I am thinking at what point all those "business
innovations" will turn democracy and freedom into a corporate gulag. What's the point of having so called free and democratic government system if you'd be back to USSR 5 days a week from 9 to 5.
Pure fraudulent AI snake oil. Where is a hungry lawyer that wants to team up with computer scientists and take down these predator companies. There is serious wealth to be had by exposing these con men, and a hell of a lot of misery to be halted.
The flip side is that top talent won’t want to put up with the BS so a lot of these companies end up shooting themselves in the foot to save a few bucks on recruiting.
Just seems like a way to lose a lawsuit. All you need is some handicapped client the system can't understand, or a demonstration that it's biased against an accent, and that's all it'll take.
The customer could blame the service provider - especially when the provider stresses how unbiased they aim to be. But then negligence by the customer is an issue too. I agree with you — bias in ML systems exists and applying it to more facets of life is tricky and snake-oil can be tasty, but this does also surface issues that require standards and assessments of bias.
It seems like small companies using this will probably fail. They will hire batches of AI-approved, but actually bad candidates. Or they will go long periods without being able to hire for core positions because they "can't find anyone". Both eventually result in the company going out of business.
But government or big companies, well, its just bad news there, since they can't fail. They will just get more incompetent.
I tried to apply for a in-between job at a large outdoor store. They wanted me to use the HireVue software. Unfortunately, there was no way to appeal; the email link they sent was one of those "noreply@contractcompany.com" deals.
I’ve thought for years a SaaS app could be created that elevates a prospects chances of a call. I’d have to hire folks to work alg but we could take their resume and apply to job with a very high score
literally all of them? I guess we can pretend that Applicant Tracking Systems (ATS) that scrape resumes for keyword matches aren't some specific definition of "AI" if we want to be naive though
the fear mongering in here is interesting. "secret, unproven" algorithms (much less intelligent than anything developed with machine learning) already control an individuals access to all sorts of things, like college, credit, insurance, etc. there is a positive side to approaching this problem and more humans is never going to be it.
He's smart, motivated, very hard working, and has the necessary credentials on his CV, but when talking to him he's quite monotone and low energy. Because of this, he's failing these automated video interviews as he looks like he's not a "team player" or "personable".
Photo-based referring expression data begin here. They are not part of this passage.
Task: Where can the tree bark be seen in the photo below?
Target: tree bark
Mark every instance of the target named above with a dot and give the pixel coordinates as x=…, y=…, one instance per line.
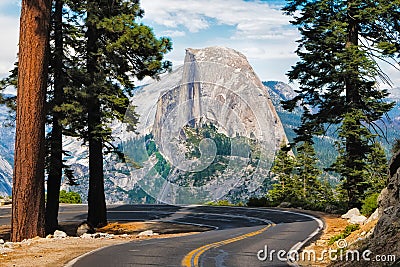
x=97, y=212
x=28, y=179
x=353, y=99
x=55, y=161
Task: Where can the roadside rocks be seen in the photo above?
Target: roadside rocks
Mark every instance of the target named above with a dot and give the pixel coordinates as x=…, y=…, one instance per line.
x=59, y=234
x=6, y=247
x=354, y=216
x=97, y=235
x=357, y=219
x=146, y=233
x=351, y=213
x=85, y=228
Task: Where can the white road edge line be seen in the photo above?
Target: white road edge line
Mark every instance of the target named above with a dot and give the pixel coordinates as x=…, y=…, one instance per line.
x=296, y=247
x=75, y=260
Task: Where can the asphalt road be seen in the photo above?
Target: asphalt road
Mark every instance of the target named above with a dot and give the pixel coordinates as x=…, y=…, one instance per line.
x=238, y=236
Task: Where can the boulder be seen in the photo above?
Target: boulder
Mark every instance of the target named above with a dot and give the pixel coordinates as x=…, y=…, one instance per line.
x=59, y=234
x=374, y=216
x=8, y=245
x=85, y=228
x=357, y=219
x=147, y=233
x=86, y=235
x=351, y=213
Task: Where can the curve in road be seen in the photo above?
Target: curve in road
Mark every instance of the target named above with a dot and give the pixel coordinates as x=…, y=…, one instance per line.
x=242, y=237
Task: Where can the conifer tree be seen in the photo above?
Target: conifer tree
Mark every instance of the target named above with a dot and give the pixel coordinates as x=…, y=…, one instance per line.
x=308, y=172
x=338, y=73
x=288, y=188
x=118, y=49
x=28, y=179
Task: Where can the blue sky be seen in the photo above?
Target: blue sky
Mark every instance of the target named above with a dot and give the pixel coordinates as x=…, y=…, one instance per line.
x=256, y=28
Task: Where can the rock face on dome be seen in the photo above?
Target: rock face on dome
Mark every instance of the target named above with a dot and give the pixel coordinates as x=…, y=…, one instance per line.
x=211, y=126
x=215, y=84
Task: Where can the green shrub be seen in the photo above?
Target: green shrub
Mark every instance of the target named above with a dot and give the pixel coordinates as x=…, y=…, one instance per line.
x=347, y=231
x=70, y=197
x=370, y=204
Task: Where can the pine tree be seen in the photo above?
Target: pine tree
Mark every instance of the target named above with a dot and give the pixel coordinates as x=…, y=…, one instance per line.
x=117, y=50
x=377, y=169
x=338, y=73
x=308, y=172
x=28, y=180
x=289, y=186
x=55, y=157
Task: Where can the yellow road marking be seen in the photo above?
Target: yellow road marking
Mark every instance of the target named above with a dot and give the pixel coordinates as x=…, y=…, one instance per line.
x=192, y=258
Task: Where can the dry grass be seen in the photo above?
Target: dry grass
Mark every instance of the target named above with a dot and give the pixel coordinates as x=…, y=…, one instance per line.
x=57, y=252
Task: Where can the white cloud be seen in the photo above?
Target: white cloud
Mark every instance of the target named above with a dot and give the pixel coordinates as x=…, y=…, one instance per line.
x=254, y=20
x=173, y=33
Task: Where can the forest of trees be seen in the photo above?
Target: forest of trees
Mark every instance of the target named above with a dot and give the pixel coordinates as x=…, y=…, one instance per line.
x=341, y=48
x=76, y=68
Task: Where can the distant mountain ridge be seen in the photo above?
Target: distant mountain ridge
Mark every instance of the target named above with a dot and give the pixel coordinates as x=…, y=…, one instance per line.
x=118, y=176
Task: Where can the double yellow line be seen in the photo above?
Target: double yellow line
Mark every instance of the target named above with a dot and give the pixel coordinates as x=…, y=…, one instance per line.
x=192, y=258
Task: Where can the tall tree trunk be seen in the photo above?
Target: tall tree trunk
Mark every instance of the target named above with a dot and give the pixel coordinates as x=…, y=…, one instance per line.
x=55, y=162
x=28, y=180
x=97, y=213
x=353, y=142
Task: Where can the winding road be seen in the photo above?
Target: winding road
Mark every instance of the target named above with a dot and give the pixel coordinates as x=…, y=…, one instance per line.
x=240, y=236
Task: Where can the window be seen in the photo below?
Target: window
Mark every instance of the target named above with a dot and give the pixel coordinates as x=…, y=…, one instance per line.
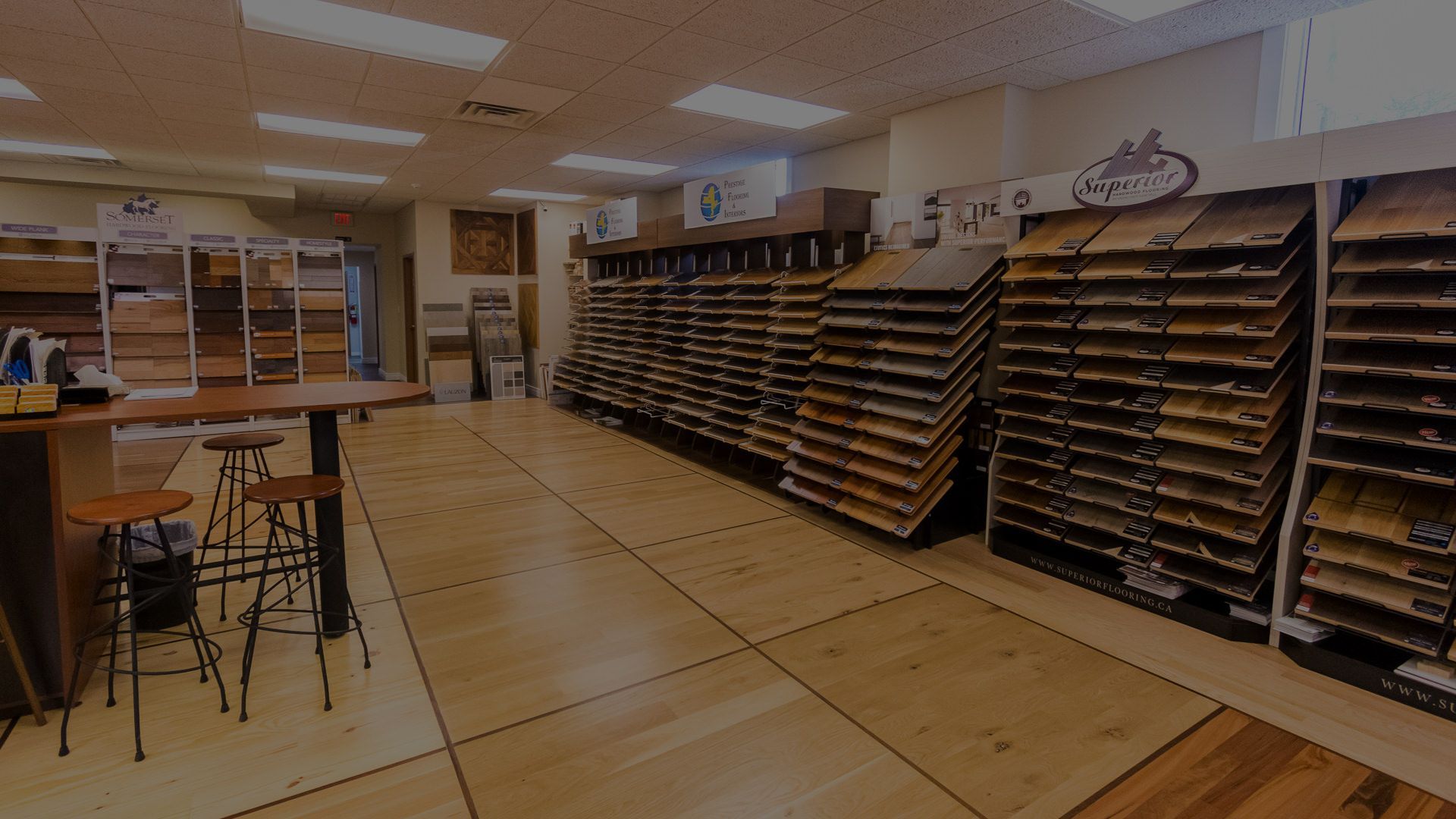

While interviewing practice is becoming more aware of bias against things like this, the training data for these "AI" systems are going to be based on those interviews conducted in the past, often with questionable outcomes. The software is sold as helping "remove bias", but it instead pulls interview bias forwards in more extreme ways to the CV-review stage, preventing candidates from ever getting in front of a human.
While multiple humans on a hiring team may overcome some of their biases working together, a single piece of software trained to look for stereotypes will exacerbate those biases.